Russia, China call for trade in more currencies

MOSCOW, Oct 28 (Reuters) - Russian and Chinese leaders called on Tuesday for world finance to use a wider range of currencies, and Russian Prime Minister Vladimir Putin suggested bilateral trade in roubles and yuan rather than dollars.

“At the moment the world which is based on the dollar is suffering serious problems ... The situation on the global financial markets remains difficult,” Putin said at a Russo-Chinese forum in Moscow.

“In such conditions, we need to think about improving the payments system for bilateral trade, including the use of the national currencies.”

In recent years, Russia has gradually decreased the dollar’s share in its $0.5 trillion gold and forex reserves, and has started monitoring the rouble’s exchange rate versus a euro-dollar basket rather than just against the U.S. currency.

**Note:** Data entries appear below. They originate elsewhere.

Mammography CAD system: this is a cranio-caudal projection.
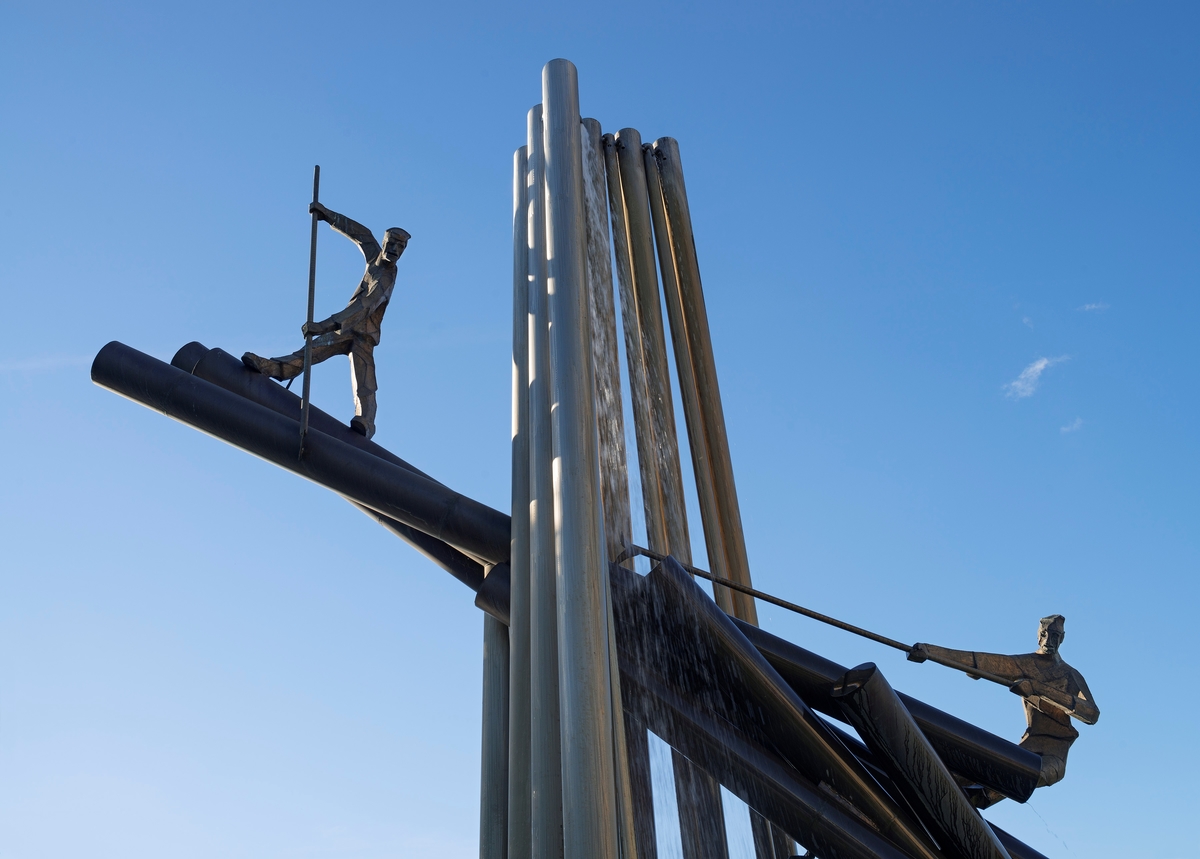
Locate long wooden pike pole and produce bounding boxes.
[299,164,320,459]
[617,545,1013,686]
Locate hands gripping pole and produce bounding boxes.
[299,164,320,459]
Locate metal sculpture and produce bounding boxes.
[908,614,1100,807]
[92,60,1099,859]
[241,199,412,438]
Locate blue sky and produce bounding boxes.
[0,2,1200,859]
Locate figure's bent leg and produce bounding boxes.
[350,337,379,438]
[241,331,354,382]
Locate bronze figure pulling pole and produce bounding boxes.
[241,194,412,438]
[617,546,1100,807]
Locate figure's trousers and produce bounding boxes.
[271,331,379,438]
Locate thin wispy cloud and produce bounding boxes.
[1004,355,1069,400]
[0,355,91,376]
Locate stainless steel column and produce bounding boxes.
[542,60,619,859]
[642,146,734,614]
[508,146,533,859]
[613,128,691,556]
[583,119,632,566]
[527,104,563,859]
[479,614,509,859]
[654,137,758,624]
[610,128,727,859]
[600,134,665,859]
[582,119,638,859]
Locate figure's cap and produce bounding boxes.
[1038,614,1067,635]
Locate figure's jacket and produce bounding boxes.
[326,210,396,346]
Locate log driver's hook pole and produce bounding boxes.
[299,164,320,459]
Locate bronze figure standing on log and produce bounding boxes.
[908,614,1100,807]
[241,203,412,438]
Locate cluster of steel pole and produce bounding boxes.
[480,60,792,859]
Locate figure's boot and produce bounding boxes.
[350,415,374,439]
[241,352,283,380]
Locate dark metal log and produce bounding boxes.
[833,662,1009,859]
[91,341,509,563]
[620,661,910,859]
[988,823,1046,859]
[734,620,1042,803]
[610,558,937,859]
[170,341,489,595]
[170,341,438,482]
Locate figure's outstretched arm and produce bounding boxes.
[308,203,382,263]
[908,643,1021,681]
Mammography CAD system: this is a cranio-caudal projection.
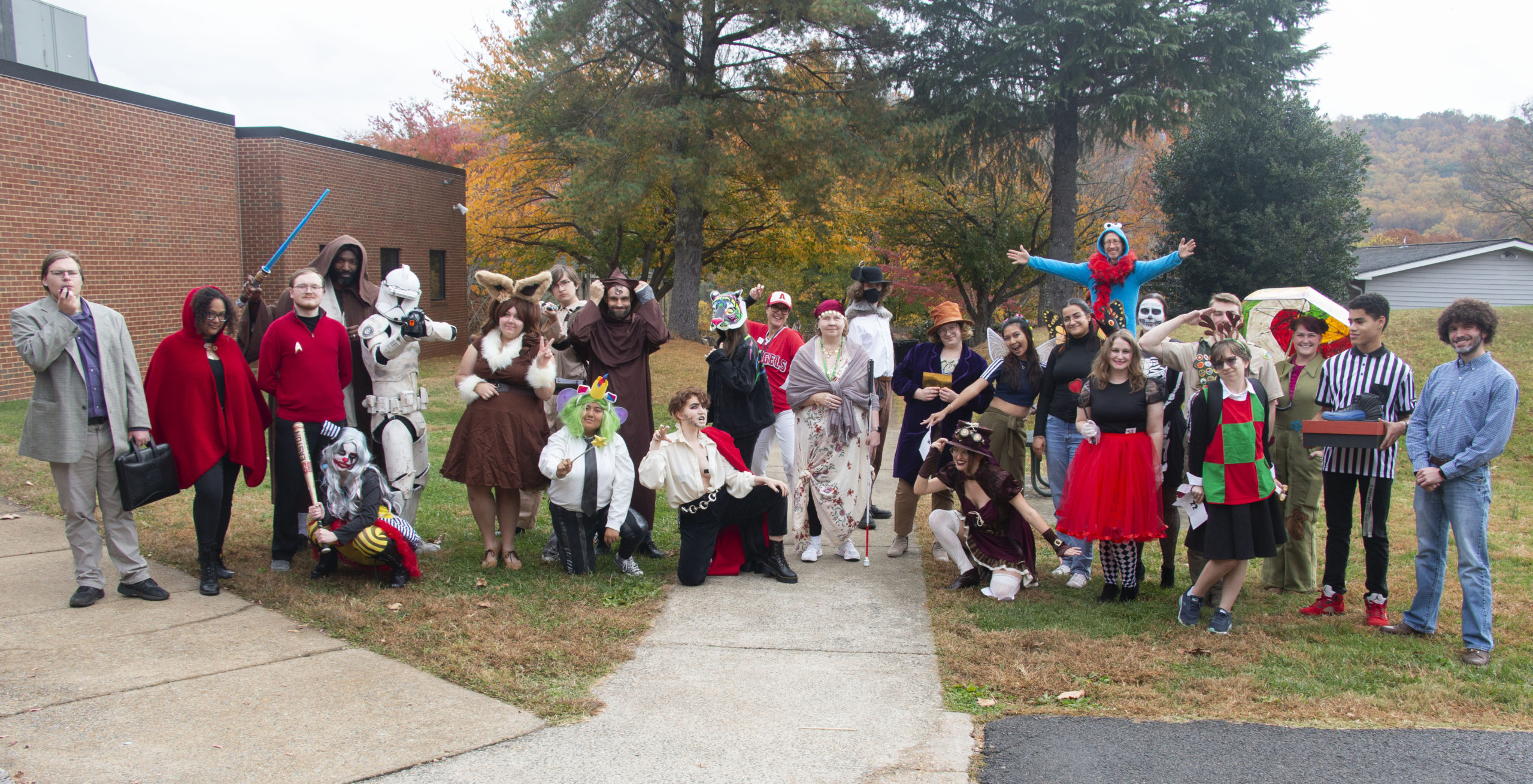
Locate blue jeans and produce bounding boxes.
[1404,466,1496,651]
[1040,412,1092,578]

Russian officials have previously suggested that the country’s oil and gas could be traded in roubles.

China does not disclose the composition of its $1.9 trillion reserves -- the world’s largest -- but the majority of the money is thought to be held in dollars.

“We need to diversify the global currency system, to support its stability through the use of different currencies,” said Chinese Premier Wen Jiabao.

The dollar has gained around 10 percent versus a basket of major currencies this month to hit 2-1/2 year highs .DXY, propelled up by global risk aversion.

China's central bank has kept the yuan stable against the broadly stronger dollar in recent weeks [CNY/], while Russia has been selling tens of billions of dollars from its reserves to support the rouble against the euro-dollar basket RUS=MCX.